# Western Pleasure In Nylon



## BornToRun (Sep 18, 2011)

I was just wondering if it is alright to show WP in a nylon headset and breast collar?


----------



## 2manypets (Mar 28, 2011)

I wouldn't. 
To do well in a show, you must be as well turned out as the best of your competition. 
I would use the nicest leather tack I could find, and make sure it, the horse and I were all scrupulously clean.


----------



## equiniphile (Aug 16, 2009)

No. Most places would not be able to disqualify you for it, but the majority of judges would frown upon it. The only time nylon is really okay is in gaming classes, like barrels and poles.


----------



## WickedNag (Sep 7, 2010)

I think it will depend on the level of showing. I would rather see clean nylon than ratty leather. If it is truly suppose to be about the horse it really shouldn't matter, but I know it would at bigger shows


----------



## BornToRun (Sep 18, 2011)

Thanks!

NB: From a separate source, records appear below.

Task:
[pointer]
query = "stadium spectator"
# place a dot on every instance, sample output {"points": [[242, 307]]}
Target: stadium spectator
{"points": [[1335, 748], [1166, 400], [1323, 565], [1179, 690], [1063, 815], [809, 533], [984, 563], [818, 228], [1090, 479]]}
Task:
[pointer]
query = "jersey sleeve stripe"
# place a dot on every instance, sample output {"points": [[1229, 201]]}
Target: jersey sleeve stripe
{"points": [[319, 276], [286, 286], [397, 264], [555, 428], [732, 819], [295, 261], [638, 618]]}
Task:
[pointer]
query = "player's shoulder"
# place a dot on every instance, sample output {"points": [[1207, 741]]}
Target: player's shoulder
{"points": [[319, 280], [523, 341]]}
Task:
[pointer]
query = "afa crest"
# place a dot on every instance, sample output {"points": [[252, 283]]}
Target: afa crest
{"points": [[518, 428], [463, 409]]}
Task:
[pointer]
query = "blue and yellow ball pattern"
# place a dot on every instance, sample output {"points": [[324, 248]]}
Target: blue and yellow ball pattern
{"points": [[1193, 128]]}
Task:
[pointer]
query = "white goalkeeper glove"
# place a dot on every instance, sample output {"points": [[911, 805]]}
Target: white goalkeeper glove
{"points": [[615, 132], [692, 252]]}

Just checking, know someone who is going to show up at a WP in bright blue nylon, I really had no idea!


----------



## waresbear (Jun 18, 2011)

Bright blue neon nylon bridle & breast collar? No, not even in lower levels.


----------



## BornToRun (Sep 18, 2011)

Okaay, thank you, that's what I though


----------



## WickedNag (Sep 7, 2010)

That would be a bit much


----------